There are two key files that search engines expect on the server – if they’re not there, the site might not get indexed.
robots.txt, a file stored in the root, is a
(voluntary) standard that informs crawlers (user
agents) what it may and many not crawl on the server –
specified through the Allow and Disallow
In addition, the robots file usually specifies the URL of a sitemap, which is a XML document.
(The Kinsta blog provides a detailed description, particularly for WordPress users)
- The sitemap (file) provides an index to the main URLs on a site. It may itself list the URLs (of document type text/html) or specify a hierarchical list of sub sitemaps, each of which are XML documents, with the leaf files providing the URL lists .
These two kinds of files may be generated dynamically by
a Web CMS, with certain assumptions that may be too
restrictive or irrelevant. They might not exist as physical
files on the server and, furthermore, Wget does not parse
For these reasons, it’s preferable that MakeStaticSite generates these files afresh based on the static output generated, reconstructing the sitemap and its components. With regards to the URLs that are included in sitemaps, it helps SEO to include only canonical URLs, which we discuss next.
A canonical URL is a unique URL out of a set of
URLs that display exactly the same content. For example,
both https://makestaticsite.sh/ and
https://makestaticsite.sh/index.html are treated
as distinct URLs, but only one, not both, can be a
Canonical URLs are important for SEO, as search engines will favour these over other similar URLs that have the same content, as described by Google. Where there are duplicate pages with distinct URLs, search engines need to determine which to pick. For a given Web document, the standard means to specify a canonical URL is to include a canonical link element. All this is discussed in detail, specifically with respect to WordPress, by Yoast. So we need them for deployment, whilst noting that these aren’t useful for offline browsing, so aren’t really necessary for the zip file distribution.

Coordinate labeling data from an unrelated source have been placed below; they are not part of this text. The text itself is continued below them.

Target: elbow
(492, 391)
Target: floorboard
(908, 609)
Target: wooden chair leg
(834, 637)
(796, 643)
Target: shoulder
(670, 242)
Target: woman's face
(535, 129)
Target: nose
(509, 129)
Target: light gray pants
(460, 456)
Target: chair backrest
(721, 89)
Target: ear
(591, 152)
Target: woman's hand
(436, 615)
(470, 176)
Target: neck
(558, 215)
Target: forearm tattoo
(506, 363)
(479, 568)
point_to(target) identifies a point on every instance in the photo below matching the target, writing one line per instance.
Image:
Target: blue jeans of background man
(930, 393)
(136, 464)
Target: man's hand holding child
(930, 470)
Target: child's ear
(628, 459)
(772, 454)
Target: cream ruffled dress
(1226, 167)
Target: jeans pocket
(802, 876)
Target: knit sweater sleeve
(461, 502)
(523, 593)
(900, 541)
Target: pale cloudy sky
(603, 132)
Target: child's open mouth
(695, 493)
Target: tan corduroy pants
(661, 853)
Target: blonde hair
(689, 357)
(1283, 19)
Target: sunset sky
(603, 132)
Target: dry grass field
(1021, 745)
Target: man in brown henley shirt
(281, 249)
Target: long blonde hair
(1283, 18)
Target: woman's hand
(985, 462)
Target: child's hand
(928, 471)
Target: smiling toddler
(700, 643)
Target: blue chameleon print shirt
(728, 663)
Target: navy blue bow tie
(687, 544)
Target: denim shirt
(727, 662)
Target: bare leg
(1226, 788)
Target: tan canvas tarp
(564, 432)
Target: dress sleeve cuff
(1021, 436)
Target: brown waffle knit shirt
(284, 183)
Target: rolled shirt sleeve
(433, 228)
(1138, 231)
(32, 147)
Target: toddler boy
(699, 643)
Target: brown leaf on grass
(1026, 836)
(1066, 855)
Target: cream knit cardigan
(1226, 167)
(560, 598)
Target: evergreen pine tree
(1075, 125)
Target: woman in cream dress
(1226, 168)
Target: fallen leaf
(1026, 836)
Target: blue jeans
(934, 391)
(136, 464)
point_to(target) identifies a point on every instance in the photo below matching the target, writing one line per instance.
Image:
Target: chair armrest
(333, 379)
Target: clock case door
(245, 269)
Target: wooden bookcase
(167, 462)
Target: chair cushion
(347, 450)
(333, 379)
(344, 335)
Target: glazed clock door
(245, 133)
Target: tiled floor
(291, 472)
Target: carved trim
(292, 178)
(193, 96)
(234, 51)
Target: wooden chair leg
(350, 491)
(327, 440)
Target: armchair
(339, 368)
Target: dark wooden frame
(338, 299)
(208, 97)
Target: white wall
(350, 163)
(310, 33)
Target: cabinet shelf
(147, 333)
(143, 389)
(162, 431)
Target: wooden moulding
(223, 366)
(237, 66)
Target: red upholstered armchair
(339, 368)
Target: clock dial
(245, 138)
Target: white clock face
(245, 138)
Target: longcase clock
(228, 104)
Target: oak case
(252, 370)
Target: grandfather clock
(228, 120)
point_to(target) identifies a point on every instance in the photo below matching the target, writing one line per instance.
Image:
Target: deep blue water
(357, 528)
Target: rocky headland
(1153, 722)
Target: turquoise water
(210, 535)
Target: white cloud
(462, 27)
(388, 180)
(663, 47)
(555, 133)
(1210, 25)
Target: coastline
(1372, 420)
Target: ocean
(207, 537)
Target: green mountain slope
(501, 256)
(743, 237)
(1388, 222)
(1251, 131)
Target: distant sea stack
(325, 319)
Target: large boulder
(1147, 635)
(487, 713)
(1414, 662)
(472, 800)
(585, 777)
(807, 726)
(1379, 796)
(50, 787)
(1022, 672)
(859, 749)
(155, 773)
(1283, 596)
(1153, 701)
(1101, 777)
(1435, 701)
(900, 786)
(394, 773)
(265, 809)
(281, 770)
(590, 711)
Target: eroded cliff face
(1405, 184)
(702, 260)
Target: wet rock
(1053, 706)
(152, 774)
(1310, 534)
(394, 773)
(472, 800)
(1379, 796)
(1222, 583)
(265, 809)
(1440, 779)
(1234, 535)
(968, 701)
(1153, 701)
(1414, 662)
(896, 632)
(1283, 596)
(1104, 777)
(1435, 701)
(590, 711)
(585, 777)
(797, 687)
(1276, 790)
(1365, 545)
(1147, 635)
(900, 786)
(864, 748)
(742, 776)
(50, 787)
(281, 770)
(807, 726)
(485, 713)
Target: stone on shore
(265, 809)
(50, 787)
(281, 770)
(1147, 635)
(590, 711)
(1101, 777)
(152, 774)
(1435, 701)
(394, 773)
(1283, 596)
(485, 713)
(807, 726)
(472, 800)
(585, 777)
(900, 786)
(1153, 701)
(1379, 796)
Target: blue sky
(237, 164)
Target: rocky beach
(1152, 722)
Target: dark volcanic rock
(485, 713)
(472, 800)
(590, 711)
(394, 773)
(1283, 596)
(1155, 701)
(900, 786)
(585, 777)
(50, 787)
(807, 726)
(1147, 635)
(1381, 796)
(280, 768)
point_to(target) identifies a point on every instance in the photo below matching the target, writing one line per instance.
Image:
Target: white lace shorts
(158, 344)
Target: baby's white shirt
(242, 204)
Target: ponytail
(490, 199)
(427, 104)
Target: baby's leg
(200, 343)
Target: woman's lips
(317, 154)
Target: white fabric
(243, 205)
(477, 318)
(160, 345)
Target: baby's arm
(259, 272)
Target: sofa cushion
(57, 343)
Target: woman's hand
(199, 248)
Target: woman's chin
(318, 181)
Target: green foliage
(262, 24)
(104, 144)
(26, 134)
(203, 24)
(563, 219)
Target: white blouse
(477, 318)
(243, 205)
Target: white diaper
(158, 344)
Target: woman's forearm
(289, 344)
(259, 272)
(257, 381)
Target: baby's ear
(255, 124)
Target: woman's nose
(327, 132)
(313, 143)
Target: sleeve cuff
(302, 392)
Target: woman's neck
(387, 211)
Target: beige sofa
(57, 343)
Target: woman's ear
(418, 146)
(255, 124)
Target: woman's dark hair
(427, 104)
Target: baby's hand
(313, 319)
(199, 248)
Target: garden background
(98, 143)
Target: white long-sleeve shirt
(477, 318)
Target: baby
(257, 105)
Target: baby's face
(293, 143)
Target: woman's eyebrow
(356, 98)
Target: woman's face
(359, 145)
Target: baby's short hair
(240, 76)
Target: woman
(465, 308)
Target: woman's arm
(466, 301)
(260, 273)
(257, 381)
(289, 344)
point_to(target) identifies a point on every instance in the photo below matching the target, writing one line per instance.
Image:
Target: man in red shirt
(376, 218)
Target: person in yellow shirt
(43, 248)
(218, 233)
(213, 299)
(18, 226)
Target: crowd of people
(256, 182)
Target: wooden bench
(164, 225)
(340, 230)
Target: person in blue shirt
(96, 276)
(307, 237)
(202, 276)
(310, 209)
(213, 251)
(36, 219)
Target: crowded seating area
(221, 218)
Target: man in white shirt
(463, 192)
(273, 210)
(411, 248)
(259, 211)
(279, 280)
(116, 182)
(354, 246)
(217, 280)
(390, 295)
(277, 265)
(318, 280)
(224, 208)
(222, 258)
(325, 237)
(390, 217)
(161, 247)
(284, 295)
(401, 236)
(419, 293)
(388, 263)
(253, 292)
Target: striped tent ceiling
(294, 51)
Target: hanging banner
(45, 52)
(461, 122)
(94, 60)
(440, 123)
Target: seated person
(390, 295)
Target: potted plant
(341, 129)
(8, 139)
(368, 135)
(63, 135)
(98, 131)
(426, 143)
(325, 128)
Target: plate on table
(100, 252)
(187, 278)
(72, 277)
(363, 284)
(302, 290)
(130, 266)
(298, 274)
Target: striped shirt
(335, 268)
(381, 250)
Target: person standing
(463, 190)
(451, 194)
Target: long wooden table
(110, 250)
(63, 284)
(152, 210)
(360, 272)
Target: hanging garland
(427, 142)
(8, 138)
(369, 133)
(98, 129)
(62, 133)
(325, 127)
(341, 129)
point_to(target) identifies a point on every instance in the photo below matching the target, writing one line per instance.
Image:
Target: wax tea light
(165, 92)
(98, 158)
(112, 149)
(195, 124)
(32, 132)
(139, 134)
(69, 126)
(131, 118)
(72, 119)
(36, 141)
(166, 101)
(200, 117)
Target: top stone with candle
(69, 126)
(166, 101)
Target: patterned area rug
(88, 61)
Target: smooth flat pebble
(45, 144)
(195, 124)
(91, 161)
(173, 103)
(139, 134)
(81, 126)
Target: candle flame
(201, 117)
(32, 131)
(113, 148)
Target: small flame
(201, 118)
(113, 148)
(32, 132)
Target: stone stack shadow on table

So, we must first consider what rule to use for the format of the canonical URL. Whilst technically, any valid URL might be a candidate, in practice certain formats are preferred over others. In particular, it is considered good practice to end canonical URLs in a trailing slash, /, as that is regarded as appropriate for cross-platform usage. This may be illustrated by consideration of directory indexes, where a ASP application might have an index file index.asp, whereas a later iteration might be in PHP, hence index.php (or vice versa). To future-proof the application, the canonical URL would be stated as / and the server would return the relevant script.
Whatever the definition of the canonical URL, for practical benefit, it has to be referenced by websites, i.e. used in anchors. Here, it should be noted that Wget outputs are designed primarily for archival and hence Web pages generally get saved with .html extension. However, canonical URLs ending in index.html might be deprecated by search engines.
Accordingly, MakeStaticSite has two settings in constants.sh for the tail of the canonical URL: link_href_tail is the tail of canonical link element, and a_href_tail is the tail for internal links. Running makestaticsite.sh initially generates sites with links to URLs ending in .html, following usage of Wget, but then, immediately before deployment, modifies the tail of URL anchors according to the a_href_tail option. The default value for both these options is empty, which translates to URLs ending in /.
Currently, sitemaps are also generated with URLs ending in /.
WordPress and other blog platforms provide, as as matter of course, content syndication in the form of RSS newsfeeds. Whilst their utility offline is reduced, they are retained in MakeStaticSite together with references to them, with some slight modification.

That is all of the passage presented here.